Após uma reunião de emergência, a Presidente da Coreia Park Geun-hye apelou aos coreanos para não se alarmarem e garantiu: “Estamos numa situação em que claramente vamos conseguir ter o MERS sob controlo.”

Park asks people not to overreact to MERS virus http://t.co/D8Bf77VyEo

— Yonhap News Agency (@YonhapNews) 9 junho 2015

A chefe de Estado pediu ainda a colaboração dos coreanos para não deixarem que este problema sanitário afete a normal atividade comercial do país. As declarações de Park Geun-hye surgiram depois de crescentes receios de que as exportações coreanas, já afetadas pela queda de valor do Yen japonês, pudessem ser reduzidas também pelos receios de propagação do vírus — em maio, as exportações coreanas sofreram uma queda de 10,9 por cento face ao mesmo período do ano passado. “Os ministérios afetados devem tomar
todas as medidas preventivas necessárias para minimizar o impacto económico causado pelo surto de MERS”, alertou a Presidente coreana.

A população, no entanto, não arrisca e está a evitar os espaços públicos. A assistência nos jogos de basebol e as idas ao cinema, por exemplo, reduziram-se cerca de um terço.

Com os 95 casos já identificados, a Coreia do Sul tornou-se no segundo país com mais pessoas diagnosticadas com o vírus depois da Arábia Saudita, que já soma mais de 1000 casos desde o primeiro paciente registado em 2012 — pelo menos 412 pessoas morreram.

O primeiro caso de MERS na Coreia do Sul foi reportado no passado dia 20 de maio: foi um homem de 68 anos que tinha viajado para o Médio Oriente.

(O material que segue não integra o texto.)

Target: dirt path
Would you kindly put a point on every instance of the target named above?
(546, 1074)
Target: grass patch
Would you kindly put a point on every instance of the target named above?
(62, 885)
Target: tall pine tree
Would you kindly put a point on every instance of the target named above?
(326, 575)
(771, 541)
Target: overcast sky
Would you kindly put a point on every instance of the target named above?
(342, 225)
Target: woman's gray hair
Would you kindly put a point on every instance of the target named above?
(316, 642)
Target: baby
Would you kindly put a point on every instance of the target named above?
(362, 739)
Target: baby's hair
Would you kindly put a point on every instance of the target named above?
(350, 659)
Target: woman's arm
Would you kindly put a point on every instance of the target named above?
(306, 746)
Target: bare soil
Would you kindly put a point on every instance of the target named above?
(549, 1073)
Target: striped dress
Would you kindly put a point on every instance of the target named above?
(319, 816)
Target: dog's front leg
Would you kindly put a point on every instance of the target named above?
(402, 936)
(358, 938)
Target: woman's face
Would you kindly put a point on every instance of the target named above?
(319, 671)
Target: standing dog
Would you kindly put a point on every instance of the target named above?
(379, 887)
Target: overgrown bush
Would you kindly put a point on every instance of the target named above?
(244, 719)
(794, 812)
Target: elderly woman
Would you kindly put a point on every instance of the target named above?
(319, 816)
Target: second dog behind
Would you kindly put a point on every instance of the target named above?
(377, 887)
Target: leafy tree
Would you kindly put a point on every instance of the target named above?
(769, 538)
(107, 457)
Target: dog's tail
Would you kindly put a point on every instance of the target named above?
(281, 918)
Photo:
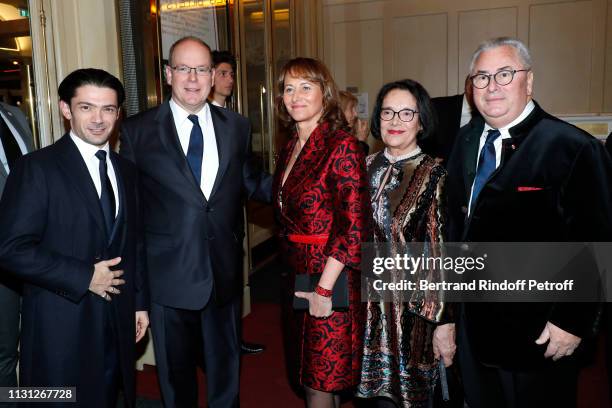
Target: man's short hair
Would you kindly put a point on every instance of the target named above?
(521, 50)
(182, 40)
(219, 57)
(89, 76)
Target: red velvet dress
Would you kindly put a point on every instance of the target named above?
(325, 193)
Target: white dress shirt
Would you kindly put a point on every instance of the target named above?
(505, 134)
(88, 152)
(19, 140)
(210, 159)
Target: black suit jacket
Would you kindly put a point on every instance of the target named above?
(574, 204)
(448, 113)
(190, 239)
(51, 234)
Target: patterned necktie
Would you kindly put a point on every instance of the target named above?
(107, 196)
(11, 148)
(196, 148)
(486, 165)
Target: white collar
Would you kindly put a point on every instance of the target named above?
(505, 129)
(87, 150)
(217, 103)
(180, 115)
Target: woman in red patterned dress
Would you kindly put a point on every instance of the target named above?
(322, 207)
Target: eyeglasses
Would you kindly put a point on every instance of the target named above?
(225, 74)
(185, 70)
(405, 115)
(503, 77)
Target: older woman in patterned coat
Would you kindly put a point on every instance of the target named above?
(322, 208)
(404, 339)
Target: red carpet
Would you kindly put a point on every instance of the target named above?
(264, 381)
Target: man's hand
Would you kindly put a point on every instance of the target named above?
(319, 306)
(104, 281)
(142, 322)
(444, 343)
(560, 342)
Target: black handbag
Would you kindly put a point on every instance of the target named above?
(307, 282)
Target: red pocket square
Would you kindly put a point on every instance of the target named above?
(526, 188)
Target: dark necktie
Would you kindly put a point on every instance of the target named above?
(11, 148)
(196, 148)
(486, 165)
(107, 196)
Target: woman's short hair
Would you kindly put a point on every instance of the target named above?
(426, 113)
(314, 71)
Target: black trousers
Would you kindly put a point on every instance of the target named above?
(182, 337)
(9, 331)
(488, 387)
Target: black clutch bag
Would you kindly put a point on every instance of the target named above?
(306, 283)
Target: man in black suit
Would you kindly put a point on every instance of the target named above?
(68, 229)
(15, 141)
(518, 174)
(194, 161)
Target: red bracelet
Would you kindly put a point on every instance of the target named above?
(323, 292)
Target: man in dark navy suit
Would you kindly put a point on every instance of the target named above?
(194, 162)
(518, 174)
(69, 229)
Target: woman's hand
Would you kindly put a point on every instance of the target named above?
(318, 306)
(444, 343)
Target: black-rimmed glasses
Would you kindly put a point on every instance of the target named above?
(185, 70)
(405, 115)
(503, 77)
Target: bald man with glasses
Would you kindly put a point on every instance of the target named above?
(518, 174)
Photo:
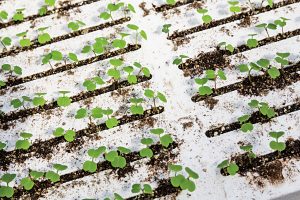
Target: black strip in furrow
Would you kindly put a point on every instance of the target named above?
(257, 85)
(163, 189)
(60, 10)
(44, 149)
(255, 118)
(217, 58)
(166, 7)
(41, 186)
(35, 43)
(240, 16)
(71, 66)
(21, 114)
(292, 150)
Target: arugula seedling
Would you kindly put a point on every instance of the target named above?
(179, 180)
(263, 108)
(229, 167)
(19, 15)
(42, 36)
(234, 7)
(24, 143)
(54, 176)
(3, 15)
(39, 99)
(74, 26)
(179, 59)
(91, 165)
(226, 47)
(166, 28)
(265, 26)
(252, 42)
(17, 103)
(146, 152)
(64, 100)
(97, 48)
(111, 7)
(69, 135)
(248, 150)
(11, 69)
(24, 41)
(145, 188)
(120, 43)
(5, 42)
(138, 33)
(7, 191)
(28, 182)
(205, 17)
(276, 145)
(136, 108)
(281, 23)
(116, 160)
(91, 84)
(151, 94)
(246, 126)
(111, 121)
(165, 139)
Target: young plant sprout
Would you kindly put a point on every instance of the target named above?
(91, 165)
(69, 135)
(151, 95)
(179, 59)
(138, 33)
(3, 15)
(120, 43)
(226, 47)
(166, 28)
(179, 180)
(39, 99)
(171, 2)
(28, 182)
(205, 17)
(97, 48)
(19, 15)
(5, 42)
(91, 84)
(7, 191)
(165, 139)
(234, 7)
(265, 26)
(229, 167)
(263, 108)
(17, 103)
(24, 143)
(252, 42)
(111, 7)
(116, 160)
(276, 145)
(209, 75)
(111, 121)
(145, 188)
(246, 126)
(43, 37)
(281, 23)
(248, 150)
(74, 26)
(11, 69)
(146, 152)
(54, 176)
(136, 108)
(64, 100)
(53, 55)
(24, 41)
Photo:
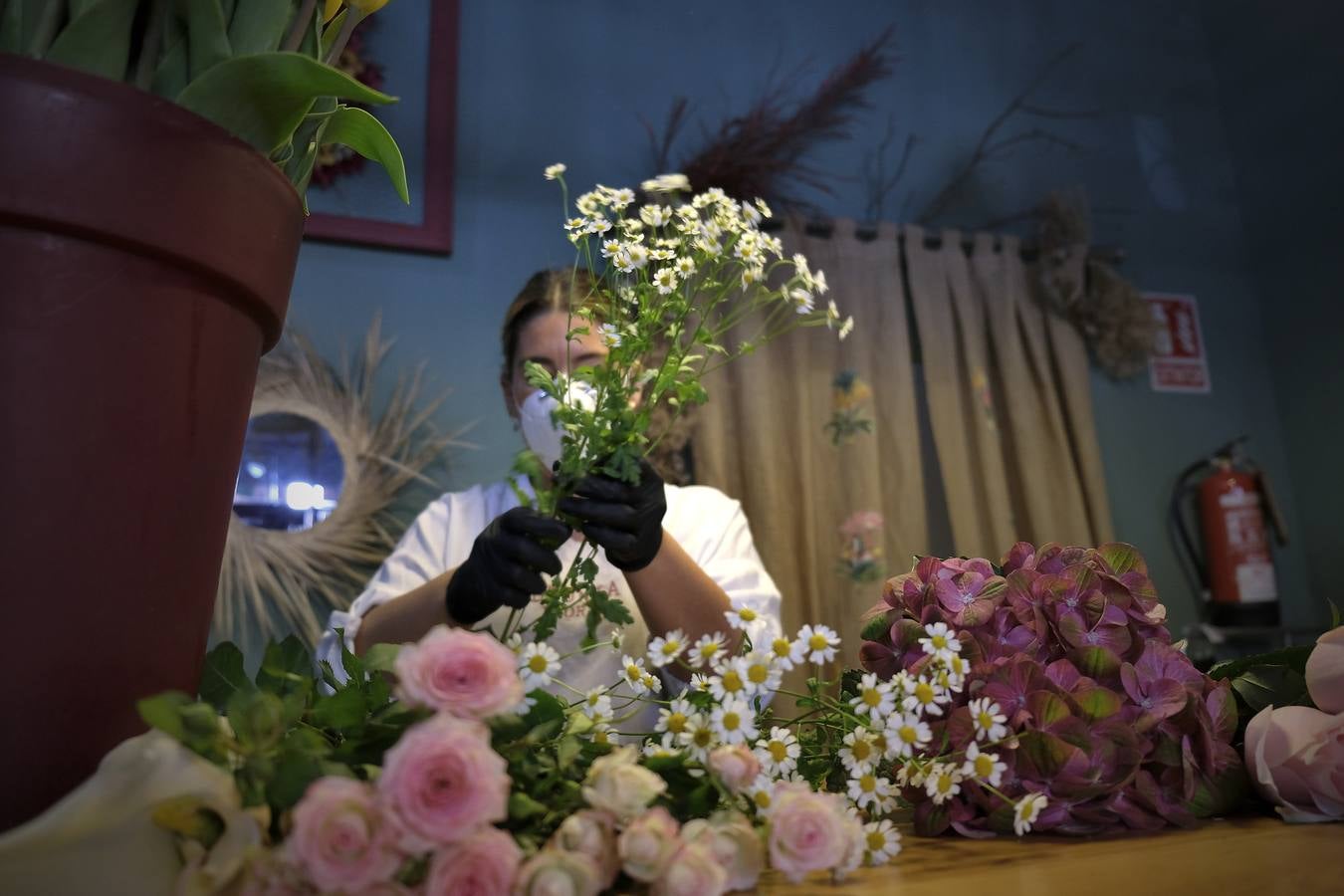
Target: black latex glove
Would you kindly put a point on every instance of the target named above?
(624, 520)
(506, 564)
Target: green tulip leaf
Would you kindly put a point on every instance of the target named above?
(207, 37)
(367, 135)
(258, 26)
(264, 97)
(97, 39)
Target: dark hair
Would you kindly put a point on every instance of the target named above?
(548, 291)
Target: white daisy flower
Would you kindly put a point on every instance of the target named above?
(761, 792)
(656, 215)
(699, 737)
(779, 753)
(632, 672)
(665, 747)
(859, 753)
(868, 790)
(988, 719)
(730, 684)
(597, 704)
(1025, 813)
(733, 722)
(907, 734)
(944, 782)
(667, 648)
(638, 254)
(538, 664)
(820, 642)
(760, 672)
(675, 718)
(787, 653)
(941, 642)
(740, 617)
(926, 697)
(801, 300)
(709, 650)
(665, 281)
(983, 766)
(610, 335)
(667, 184)
(875, 699)
(818, 283)
(880, 841)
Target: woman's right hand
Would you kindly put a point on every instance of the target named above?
(506, 565)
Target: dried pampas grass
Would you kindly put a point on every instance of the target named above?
(275, 580)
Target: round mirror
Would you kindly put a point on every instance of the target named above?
(291, 473)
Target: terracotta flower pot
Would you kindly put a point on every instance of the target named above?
(145, 265)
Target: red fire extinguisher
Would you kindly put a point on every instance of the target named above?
(1233, 572)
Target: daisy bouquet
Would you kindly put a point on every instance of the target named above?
(1044, 693)
(672, 273)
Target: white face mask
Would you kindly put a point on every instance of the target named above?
(537, 419)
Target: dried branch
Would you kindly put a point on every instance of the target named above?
(879, 185)
(990, 146)
(760, 152)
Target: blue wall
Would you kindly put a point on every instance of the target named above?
(544, 82)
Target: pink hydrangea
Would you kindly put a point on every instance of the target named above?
(442, 781)
(340, 838)
(459, 672)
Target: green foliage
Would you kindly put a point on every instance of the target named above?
(97, 39)
(225, 61)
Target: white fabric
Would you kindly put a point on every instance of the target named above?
(707, 524)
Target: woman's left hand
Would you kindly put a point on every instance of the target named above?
(624, 520)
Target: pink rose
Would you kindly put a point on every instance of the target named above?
(648, 844)
(484, 864)
(1296, 758)
(590, 833)
(340, 838)
(442, 781)
(736, 766)
(1325, 672)
(692, 872)
(459, 672)
(808, 831)
(554, 872)
(736, 845)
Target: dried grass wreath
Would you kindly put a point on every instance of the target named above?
(277, 580)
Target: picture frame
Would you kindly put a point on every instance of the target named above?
(361, 208)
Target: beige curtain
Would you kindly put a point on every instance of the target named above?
(1008, 411)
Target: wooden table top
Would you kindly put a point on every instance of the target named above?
(1252, 856)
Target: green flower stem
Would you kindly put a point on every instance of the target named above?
(303, 22)
(352, 19)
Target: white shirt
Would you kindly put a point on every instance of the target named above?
(707, 524)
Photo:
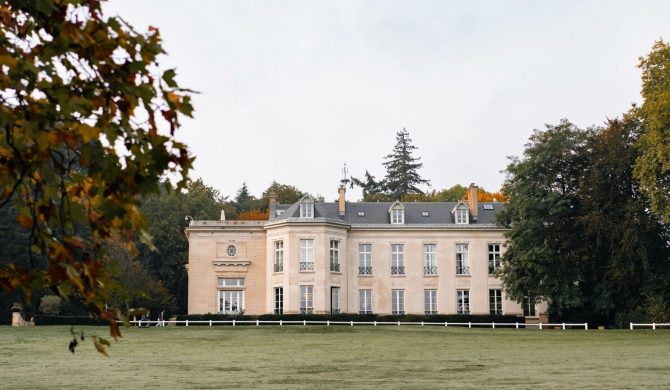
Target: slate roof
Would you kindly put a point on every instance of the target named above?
(376, 213)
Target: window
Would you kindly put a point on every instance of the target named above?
(334, 256)
(365, 301)
(232, 251)
(279, 256)
(397, 301)
(279, 300)
(494, 258)
(307, 208)
(463, 301)
(397, 259)
(495, 302)
(306, 255)
(528, 308)
(365, 259)
(462, 214)
(462, 264)
(231, 282)
(334, 300)
(429, 259)
(306, 299)
(397, 216)
(430, 301)
(231, 301)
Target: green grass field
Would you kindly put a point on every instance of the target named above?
(337, 357)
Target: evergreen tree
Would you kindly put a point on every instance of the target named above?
(402, 176)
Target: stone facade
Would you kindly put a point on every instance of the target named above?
(317, 262)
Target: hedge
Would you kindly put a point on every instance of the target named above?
(355, 317)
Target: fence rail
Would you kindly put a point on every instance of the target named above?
(653, 325)
(493, 325)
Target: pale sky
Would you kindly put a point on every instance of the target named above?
(292, 90)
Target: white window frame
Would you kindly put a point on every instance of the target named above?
(397, 301)
(397, 259)
(495, 301)
(430, 259)
(397, 216)
(334, 256)
(231, 301)
(462, 259)
(494, 257)
(462, 215)
(306, 299)
(365, 259)
(462, 301)
(365, 301)
(430, 301)
(334, 300)
(279, 256)
(306, 254)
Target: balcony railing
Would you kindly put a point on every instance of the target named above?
(306, 266)
(462, 269)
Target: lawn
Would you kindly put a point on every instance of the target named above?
(337, 357)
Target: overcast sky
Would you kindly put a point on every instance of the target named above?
(292, 90)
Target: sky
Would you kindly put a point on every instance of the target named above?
(292, 90)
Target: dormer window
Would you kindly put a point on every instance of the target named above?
(306, 207)
(397, 214)
(462, 214)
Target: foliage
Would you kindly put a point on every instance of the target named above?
(50, 304)
(580, 233)
(652, 167)
(82, 107)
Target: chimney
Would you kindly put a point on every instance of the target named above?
(342, 201)
(472, 200)
(272, 197)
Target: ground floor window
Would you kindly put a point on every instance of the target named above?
(306, 299)
(334, 300)
(397, 301)
(231, 301)
(279, 300)
(463, 301)
(365, 301)
(495, 302)
(430, 301)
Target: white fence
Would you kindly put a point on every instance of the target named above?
(493, 325)
(653, 326)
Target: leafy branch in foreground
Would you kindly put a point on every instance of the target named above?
(87, 125)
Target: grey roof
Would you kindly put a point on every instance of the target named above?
(377, 213)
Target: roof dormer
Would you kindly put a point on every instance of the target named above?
(306, 206)
(461, 213)
(397, 213)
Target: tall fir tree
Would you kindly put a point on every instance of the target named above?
(402, 169)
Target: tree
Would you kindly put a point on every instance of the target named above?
(544, 254)
(81, 118)
(402, 176)
(652, 167)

KSA MOH reports one new #MERS case in Hufof. http://t.co/Juy2xhyUYspic.twitter.com/NWbMDb8t8n

— MERS_CoV (@MERS_inSAUDI) 8 junho 2015

O MERS é considerado um “primo”, mais mortal, mas menos contagioso, do vírus responsável pela Síndrome Respiratória Aguda Severa (SARS) que, em 2008, fez cerca de 800 mortos em todo o mundo. Tal como aquele vírus, o MERS provoca uma infeção pulmonar e os afetados sofrem de febre, tosse e dificuldades respiratórias. Mais de 20 países foram já afetados por este novo coronavírus, para o qual não existe vacina ou tratamento.